All these issues have been resolved to ensure the reference list is accurate and properly formatted.
Reviewer #2 (Recommendations for the authors):
The authors have already addressed most of the issues I am concerned about.
In addition, we have also corrected some errors in the revised manuscript:
(1) In Figure 3G, the y-axis label was previously marked as “Sperm count in the oviduct (10⁶)”, which has now been corrected to “Sperm count in the oviduct”.

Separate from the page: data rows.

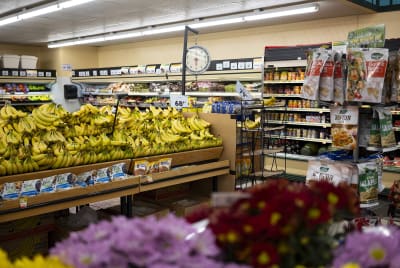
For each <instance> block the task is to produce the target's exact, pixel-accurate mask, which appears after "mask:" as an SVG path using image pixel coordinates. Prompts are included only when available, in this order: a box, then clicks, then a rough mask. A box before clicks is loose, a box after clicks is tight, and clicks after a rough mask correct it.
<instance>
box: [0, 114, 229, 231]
mask: <svg viewBox="0 0 400 268" xmlns="http://www.w3.org/2000/svg"><path fill="white" fill-rule="evenodd" d="M214 115H215V114H212V115H211V114H210V115H208V114H207V115H206V114H201V115H200V116H201V117H202V118H204V119H205V120H207V121H208V122H210V123H211V124H212V126H215V127H213V128H212V133H213V134H214V135H217V136H221V137H222V139H223V141H224V144H223V146H221V147H213V148H205V149H199V150H193V151H184V152H178V153H172V154H164V155H155V156H149V157H143V158H140V159H125V160H119V161H112V162H104V163H97V164H91V165H84V166H76V167H69V168H61V169H54V170H45V171H39V172H33V173H24V174H18V175H12V176H2V177H0V183H5V182H16V181H24V180H32V179H39V178H45V177H49V176H52V175H57V174H64V173H73V174H80V173H82V172H85V171H91V170H95V169H100V168H105V167H109V166H112V165H114V164H117V163H121V162H124V163H126V164H127V166H129V167H130V168H129V172H128V173H129V174H130V175H128V177H127V178H126V179H123V180H117V181H112V182H109V183H105V184H95V185H93V186H88V187H85V188H73V189H70V190H65V191H59V192H54V193H44V194H40V195H37V196H33V197H27V206H26V207H25V208H21V207H20V200H4V201H2V202H1V203H0V223H1V222H8V221H12V220H16V219H21V218H26V217H30V216H35V215H40V214H45V213H49V212H55V211H59V210H63V209H68V208H71V207H75V206H81V205H86V204H89V203H94V202H98V201H104V200H108V199H112V198H116V197H121V198H124V199H121V205H122V201H123V200H125V201H127V204H126V205H127V207H128V210H127V213H126V214H127V216H131V215H132V211H131V209H132V208H131V207H132V204H131V202H132V197H133V196H134V195H135V194H138V193H140V192H144V191H150V190H154V189H159V188H163V187H168V186H172V185H177V184H181V183H188V182H198V183H199V185H202V186H204V187H205V188H208V186H206V184H207V185H208V184H210V183H211V185H212V190H213V191H217V190H221V191H233V189H234V179H235V178H234V176H233V177H232V176H230V175H229V173H230V170H231V169H232V167H231V160H230V159H229V157H228V155H227V152H229V151H230V149H228V148H230V146H233V148H234V145H232V144H229V139H228V138H225V137H227V136H229V134H230V133H229V132H225V130H224V129H221V125H219V124H220V123H219V122H223V121H220V120H221V119H223V118H222V117H221V116H220V115H215V116H214ZM203 116H204V117H203ZM224 116H225V119H229V118H230V116H229V115H224ZM227 122H229V121H227ZM225 123H226V122H225ZM230 123H231V124H232V127H235V121H234V120H232V121H231V122H230ZM222 125H225V126H226V124H222ZM219 131H222V132H219ZM228 131H229V129H228ZM234 142H235V140H234ZM226 148H227V149H226ZM232 155H233V157H234V155H235V154H234V153H233V154H232ZM161 158H171V159H172V163H171V166H172V168H174V167H180V168H179V169H176V170H175V169H172V170H170V171H166V172H161V173H154V174H152V179H151V181H149V180H148V179H143V177H140V176H134V175H132V174H133V163H134V161H137V160H148V161H155V160H159V159H161ZM233 163H234V162H233ZM205 179H209V180H205ZM230 180H231V181H230ZM129 209H130V210H129Z"/></svg>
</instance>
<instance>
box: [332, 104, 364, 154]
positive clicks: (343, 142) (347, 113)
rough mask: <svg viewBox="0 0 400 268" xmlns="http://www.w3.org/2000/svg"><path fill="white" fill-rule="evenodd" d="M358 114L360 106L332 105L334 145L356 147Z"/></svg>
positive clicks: (333, 142) (340, 146)
mask: <svg viewBox="0 0 400 268" xmlns="http://www.w3.org/2000/svg"><path fill="white" fill-rule="evenodd" d="M358 115H359V110H358V106H331V135H332V147H336V148H341V149H346V150H353V149H354V148H356V145H357V132H358Z"/></svg>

(2) All p-values have been reformatted to italic lowercase letters to comply with the journal style guidelines.
Figure 6 Legend: A typographical error in the figure legend has been corrected. The text previously read “(A) The differentially expressed proteins of Ankrd5+/– and Ankrd5+/- were identified...”. This has now been amended to “(A) The differentially expressed proteins of Ankrd5+/– and Ankrd5+/– were identified...” to correctly represent the comparison between heterozygous and homozygous knockout groups.
In the original Figure 4E, we added a zoom-in panel to the image to show the deformed DMT.